Data were collected using a questionnaire developed for the World Health Organization's Study on global AGEing and adult health (WHO SAGE). There were 478 participants from rural areas and 497 participants from Ulaanbaatar (further divided into 255 ger/yurt district and 242 apartment district residents). Multivariable logistic regression analyses were used to investigate determinants of outpatient and inpatient health service use with reported adjusted Odds Ratios (AORs) and 95 % Confidence Intervals (CIs).

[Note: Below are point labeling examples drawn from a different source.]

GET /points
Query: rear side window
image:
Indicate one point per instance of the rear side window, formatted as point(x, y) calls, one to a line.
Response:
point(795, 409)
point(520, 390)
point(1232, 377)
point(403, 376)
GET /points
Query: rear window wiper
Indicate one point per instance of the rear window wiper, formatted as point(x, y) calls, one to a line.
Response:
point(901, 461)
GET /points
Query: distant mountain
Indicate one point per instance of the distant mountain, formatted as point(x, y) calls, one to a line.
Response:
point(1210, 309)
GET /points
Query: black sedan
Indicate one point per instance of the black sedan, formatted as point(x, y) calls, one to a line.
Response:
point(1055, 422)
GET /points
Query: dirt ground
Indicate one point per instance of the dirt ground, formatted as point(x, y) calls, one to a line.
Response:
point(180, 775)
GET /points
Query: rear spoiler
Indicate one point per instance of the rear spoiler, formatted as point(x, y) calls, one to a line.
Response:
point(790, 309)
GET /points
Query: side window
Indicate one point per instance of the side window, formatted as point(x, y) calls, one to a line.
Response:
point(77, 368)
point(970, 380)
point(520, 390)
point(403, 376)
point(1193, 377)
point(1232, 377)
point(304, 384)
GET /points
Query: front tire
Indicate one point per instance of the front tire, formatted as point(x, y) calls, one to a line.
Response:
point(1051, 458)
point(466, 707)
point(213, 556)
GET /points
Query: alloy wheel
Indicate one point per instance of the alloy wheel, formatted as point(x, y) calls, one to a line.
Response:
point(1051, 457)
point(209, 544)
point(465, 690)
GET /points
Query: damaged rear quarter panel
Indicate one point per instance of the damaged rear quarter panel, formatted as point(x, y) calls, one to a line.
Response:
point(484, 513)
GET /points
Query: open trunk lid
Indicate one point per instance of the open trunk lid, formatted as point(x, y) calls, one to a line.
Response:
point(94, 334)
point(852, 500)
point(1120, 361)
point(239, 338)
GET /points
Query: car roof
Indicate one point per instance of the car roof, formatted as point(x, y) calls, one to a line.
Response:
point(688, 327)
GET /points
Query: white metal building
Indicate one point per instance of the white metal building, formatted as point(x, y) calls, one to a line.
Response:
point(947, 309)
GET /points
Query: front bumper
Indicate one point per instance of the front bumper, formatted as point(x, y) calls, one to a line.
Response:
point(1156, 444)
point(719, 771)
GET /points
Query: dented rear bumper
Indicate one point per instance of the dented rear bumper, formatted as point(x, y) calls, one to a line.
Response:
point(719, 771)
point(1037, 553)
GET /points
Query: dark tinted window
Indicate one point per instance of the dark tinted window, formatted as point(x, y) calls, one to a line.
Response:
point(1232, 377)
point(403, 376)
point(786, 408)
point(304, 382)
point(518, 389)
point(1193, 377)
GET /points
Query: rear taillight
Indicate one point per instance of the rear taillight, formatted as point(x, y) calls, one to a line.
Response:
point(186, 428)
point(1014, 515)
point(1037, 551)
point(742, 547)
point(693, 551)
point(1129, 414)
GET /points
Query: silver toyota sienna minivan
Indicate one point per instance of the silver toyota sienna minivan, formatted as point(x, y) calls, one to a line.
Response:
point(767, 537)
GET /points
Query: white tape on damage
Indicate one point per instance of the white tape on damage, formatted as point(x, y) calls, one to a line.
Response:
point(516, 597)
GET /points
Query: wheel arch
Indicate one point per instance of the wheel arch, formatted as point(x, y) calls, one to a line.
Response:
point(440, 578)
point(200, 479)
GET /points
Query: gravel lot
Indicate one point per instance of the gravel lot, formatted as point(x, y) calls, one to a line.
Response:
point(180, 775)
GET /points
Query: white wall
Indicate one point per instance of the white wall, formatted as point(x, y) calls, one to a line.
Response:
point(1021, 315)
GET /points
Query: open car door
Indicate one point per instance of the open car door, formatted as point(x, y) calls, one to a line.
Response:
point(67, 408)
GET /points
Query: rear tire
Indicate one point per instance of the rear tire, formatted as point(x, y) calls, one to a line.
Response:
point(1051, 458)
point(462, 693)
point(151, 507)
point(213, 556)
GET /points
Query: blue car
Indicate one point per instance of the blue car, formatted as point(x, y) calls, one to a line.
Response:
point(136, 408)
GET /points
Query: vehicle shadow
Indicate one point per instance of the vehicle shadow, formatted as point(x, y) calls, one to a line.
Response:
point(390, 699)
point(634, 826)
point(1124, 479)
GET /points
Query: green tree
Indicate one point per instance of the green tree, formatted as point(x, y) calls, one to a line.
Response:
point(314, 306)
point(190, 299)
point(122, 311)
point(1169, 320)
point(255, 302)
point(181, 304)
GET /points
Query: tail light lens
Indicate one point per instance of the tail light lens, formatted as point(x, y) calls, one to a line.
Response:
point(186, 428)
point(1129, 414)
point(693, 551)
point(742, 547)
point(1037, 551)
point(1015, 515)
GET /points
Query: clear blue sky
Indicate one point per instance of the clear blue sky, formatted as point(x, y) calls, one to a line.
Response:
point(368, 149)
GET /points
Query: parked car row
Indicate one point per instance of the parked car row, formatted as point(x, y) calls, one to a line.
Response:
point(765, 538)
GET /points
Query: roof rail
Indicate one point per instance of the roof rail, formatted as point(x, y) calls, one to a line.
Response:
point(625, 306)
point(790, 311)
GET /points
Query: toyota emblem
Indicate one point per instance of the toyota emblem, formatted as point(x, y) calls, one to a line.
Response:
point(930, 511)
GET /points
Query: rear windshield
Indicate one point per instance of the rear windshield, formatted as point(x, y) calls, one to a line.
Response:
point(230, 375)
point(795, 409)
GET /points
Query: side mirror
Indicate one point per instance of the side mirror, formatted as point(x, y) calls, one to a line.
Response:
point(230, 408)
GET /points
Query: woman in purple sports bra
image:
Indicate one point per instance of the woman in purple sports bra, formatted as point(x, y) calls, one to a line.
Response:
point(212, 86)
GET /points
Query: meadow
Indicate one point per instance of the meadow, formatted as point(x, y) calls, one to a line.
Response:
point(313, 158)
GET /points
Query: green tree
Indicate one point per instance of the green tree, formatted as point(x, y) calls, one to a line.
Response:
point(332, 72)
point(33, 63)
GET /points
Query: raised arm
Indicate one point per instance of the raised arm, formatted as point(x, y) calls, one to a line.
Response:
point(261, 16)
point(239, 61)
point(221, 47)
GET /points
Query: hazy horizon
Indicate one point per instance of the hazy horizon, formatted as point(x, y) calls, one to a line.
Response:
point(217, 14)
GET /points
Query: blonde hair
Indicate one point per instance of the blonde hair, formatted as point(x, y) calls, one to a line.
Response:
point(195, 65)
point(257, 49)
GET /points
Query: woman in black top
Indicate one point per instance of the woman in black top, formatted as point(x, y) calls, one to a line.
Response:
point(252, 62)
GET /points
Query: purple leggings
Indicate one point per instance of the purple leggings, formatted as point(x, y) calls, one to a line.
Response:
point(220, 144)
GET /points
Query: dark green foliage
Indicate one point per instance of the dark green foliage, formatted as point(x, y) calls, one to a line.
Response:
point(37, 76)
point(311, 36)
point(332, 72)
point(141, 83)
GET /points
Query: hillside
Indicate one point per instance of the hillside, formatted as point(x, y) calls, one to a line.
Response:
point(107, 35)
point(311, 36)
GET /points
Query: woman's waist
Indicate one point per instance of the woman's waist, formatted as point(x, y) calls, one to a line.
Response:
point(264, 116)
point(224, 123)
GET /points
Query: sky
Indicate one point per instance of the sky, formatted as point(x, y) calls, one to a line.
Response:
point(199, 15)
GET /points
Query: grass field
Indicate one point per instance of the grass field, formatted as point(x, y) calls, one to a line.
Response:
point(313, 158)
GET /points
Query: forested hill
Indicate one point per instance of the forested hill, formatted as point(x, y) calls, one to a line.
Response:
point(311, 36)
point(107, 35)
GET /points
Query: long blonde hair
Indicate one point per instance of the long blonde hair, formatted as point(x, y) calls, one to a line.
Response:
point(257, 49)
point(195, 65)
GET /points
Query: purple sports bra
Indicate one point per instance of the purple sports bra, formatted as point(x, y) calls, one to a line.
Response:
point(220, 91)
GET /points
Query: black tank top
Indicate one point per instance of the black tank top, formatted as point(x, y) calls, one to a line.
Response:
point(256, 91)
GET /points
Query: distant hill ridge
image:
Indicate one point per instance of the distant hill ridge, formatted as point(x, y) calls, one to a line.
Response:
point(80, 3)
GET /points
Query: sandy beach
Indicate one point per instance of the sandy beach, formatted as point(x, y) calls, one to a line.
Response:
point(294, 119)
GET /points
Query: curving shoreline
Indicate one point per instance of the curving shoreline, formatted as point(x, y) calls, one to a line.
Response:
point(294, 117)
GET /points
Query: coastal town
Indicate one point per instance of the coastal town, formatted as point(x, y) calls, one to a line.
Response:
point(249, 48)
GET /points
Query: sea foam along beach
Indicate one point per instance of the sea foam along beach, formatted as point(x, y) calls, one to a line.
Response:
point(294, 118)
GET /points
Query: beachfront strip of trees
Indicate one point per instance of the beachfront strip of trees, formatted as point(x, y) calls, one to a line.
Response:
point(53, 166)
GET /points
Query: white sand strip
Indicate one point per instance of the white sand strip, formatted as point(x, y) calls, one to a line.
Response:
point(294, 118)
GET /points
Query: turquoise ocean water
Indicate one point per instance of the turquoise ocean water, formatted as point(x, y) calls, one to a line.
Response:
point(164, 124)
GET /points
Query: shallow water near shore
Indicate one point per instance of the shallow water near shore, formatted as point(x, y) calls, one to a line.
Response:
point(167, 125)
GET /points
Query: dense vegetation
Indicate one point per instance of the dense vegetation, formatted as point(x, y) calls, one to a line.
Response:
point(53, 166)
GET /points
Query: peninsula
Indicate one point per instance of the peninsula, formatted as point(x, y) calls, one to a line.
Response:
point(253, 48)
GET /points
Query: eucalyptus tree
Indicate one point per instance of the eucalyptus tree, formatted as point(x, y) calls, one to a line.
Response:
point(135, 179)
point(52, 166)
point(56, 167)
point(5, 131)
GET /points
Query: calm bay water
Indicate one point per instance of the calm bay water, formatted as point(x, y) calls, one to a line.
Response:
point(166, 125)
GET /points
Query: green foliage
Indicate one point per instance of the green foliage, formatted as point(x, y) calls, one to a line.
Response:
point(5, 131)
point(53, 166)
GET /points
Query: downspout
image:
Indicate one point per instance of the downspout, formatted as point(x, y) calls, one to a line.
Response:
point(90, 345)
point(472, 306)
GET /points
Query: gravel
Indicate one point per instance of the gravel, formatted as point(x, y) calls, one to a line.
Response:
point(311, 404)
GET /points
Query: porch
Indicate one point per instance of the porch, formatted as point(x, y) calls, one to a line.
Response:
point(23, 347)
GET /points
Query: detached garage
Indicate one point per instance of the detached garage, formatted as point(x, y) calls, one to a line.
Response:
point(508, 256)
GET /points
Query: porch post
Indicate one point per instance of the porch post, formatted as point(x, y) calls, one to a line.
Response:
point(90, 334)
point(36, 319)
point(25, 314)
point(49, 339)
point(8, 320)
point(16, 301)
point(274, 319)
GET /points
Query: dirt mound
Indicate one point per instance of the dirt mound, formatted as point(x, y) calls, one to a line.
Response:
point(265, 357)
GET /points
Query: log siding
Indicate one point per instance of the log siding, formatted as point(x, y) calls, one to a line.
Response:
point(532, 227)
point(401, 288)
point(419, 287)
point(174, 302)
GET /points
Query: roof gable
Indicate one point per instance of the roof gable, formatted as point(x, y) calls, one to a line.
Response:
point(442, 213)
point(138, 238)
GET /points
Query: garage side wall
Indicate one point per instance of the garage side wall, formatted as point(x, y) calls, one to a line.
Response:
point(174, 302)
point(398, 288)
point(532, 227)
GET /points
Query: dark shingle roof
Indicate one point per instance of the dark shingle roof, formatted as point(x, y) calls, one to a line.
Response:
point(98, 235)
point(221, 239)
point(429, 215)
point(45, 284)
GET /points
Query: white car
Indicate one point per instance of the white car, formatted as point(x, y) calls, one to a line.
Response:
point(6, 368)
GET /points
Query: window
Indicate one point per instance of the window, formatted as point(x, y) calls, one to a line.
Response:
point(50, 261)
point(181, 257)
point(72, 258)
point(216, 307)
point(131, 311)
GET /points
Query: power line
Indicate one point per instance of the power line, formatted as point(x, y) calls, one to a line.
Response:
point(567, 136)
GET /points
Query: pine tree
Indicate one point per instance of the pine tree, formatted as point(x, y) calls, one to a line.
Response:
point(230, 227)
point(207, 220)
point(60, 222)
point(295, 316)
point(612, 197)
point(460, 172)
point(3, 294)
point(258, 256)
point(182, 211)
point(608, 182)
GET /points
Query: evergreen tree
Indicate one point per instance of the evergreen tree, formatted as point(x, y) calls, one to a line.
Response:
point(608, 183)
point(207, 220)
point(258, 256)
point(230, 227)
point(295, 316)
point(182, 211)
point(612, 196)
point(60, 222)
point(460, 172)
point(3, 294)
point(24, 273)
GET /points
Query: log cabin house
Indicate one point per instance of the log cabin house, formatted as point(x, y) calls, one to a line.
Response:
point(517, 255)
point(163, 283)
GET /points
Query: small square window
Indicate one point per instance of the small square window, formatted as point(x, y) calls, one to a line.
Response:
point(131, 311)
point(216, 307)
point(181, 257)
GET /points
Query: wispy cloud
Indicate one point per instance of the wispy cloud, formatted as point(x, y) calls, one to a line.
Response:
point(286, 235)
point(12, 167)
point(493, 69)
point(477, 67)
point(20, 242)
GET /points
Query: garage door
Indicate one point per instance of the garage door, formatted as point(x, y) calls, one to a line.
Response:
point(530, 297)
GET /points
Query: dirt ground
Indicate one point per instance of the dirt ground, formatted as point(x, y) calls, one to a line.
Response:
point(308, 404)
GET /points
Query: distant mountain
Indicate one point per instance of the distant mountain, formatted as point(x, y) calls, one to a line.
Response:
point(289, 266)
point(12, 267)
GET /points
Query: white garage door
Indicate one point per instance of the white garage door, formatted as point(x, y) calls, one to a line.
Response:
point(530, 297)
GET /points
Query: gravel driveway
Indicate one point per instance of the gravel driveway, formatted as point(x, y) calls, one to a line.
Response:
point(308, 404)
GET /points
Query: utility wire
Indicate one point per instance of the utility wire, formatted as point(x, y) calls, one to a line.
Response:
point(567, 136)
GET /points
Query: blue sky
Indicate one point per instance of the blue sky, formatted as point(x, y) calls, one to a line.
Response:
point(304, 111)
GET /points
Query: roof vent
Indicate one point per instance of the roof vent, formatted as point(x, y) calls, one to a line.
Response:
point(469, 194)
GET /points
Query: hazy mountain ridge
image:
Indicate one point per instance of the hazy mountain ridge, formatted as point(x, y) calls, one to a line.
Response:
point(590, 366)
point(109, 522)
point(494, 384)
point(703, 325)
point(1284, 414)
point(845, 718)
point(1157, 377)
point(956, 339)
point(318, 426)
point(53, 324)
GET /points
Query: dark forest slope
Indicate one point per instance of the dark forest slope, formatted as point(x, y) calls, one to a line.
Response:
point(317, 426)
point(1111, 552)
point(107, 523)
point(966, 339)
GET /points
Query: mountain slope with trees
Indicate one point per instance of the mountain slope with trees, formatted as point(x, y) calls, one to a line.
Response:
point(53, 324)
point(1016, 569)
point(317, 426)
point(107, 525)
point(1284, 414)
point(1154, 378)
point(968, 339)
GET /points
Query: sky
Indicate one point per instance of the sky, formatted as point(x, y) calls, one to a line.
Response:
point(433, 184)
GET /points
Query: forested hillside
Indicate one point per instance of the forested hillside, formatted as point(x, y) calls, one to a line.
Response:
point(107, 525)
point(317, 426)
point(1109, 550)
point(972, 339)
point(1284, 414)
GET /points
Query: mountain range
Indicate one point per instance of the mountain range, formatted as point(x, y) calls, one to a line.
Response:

Participants were aged 60 to 93 years. About 55 % of respondents used outpatient services in the past 12 months and 51 % used inpatient services in the past three years. Hypertension was the most common reason for health service use. Rural residents had longer travel times and were more likely to incur out-of-pocket expenditure (OOP). Multivariable logistic regression revealed that women were more likely to use outpatient services (AOR 1.88; 1.34-2.63). Compared to apartment residents in urban areas, ger residents in urban areas were less likely to use outpatient services (AOR 0.54; 0.36-0.83). There was no statistically significant differences in inpatient service by location. Increasing numbers of chronic conditions (1 and 2+ compared to none) were associated with both outpatient (AORs 2.59 and 2.78) and inpatient (AORs 1.97 and 3.01) service use.
This study highlights the needs to address disparities in outpatient service use for rural and urban ger populations. Compared with other WHO-SAGE countries, older Mongolians have relatively higher use of inpatient health care services. With a high prevalence of hypertension and an ageing population, efforts to achieve UHC would benefit from reorienting care services towards prevention and primary care management of NCDs to reduce the costs from hospital-based care.
蒙古在实现全民健康覆盖方面取得了重大进展,但随着人口老龄化和非传染性疾病(NCDs)的出现,仍面临挑战。本研究旨在调查蒙古老年人门诊和住院卫生服务利用的模式和决定因素。
数据来自世界卫生组织全球老龄化和成人健康研究(WHO SAGE)开发的问卷。来自农村地区的 478 名参与者和乌兰巴托(进一步分为 255 个 ger/yurt 区和 242 个公寓区居民)的 497 名参与者。采用多变量逻辑回归分析方法,用报告的调整比值比(AOR)和 95%置信区间(CI)调查门诊和住院卫生服务利用的决定因素。
参与者年龄在 60 至 93 岁之间。在过去 12 个月内,约有 55%的受访者使用了门诊服务,在过去 3 年内有 51%使用了住院服务。高血压是卫生服务利用的最常见原因。农村居民的旅行时间更长,更有可能产生自付费用(OOP)。多变量逻辑回归显示,女性更有可能使用门诊服务(AOR 1.88;1.34-2.63)。与城市地区的公寓居民相比,城市地区的 ger 居民使用门诊服务的可能性较低(AOR 0.54;0.36-0.83)。地点对住院服务没有显著影响。慢性疾病数量的增加(1 种和 2 种以上与无慢性疾病相比)与门诊(AORs 2.59 和 2.78)和住院(AORs 1.97 和 3.01)服务的使用均相关。
本研究强调需要解决农村和城市 ger 人群门诊服务利用方面的差距。与其他 WHO-SAGE 国家相比,蒙古老年人相对更多地使用住院医疗服务。蒙古高血压患病率高,人口老龄化,实现全民健康覆盖的努力将受益于将护理服务重新定位为非传染性疾病的预防和初级保健管理,以减少基于医院的护理成本。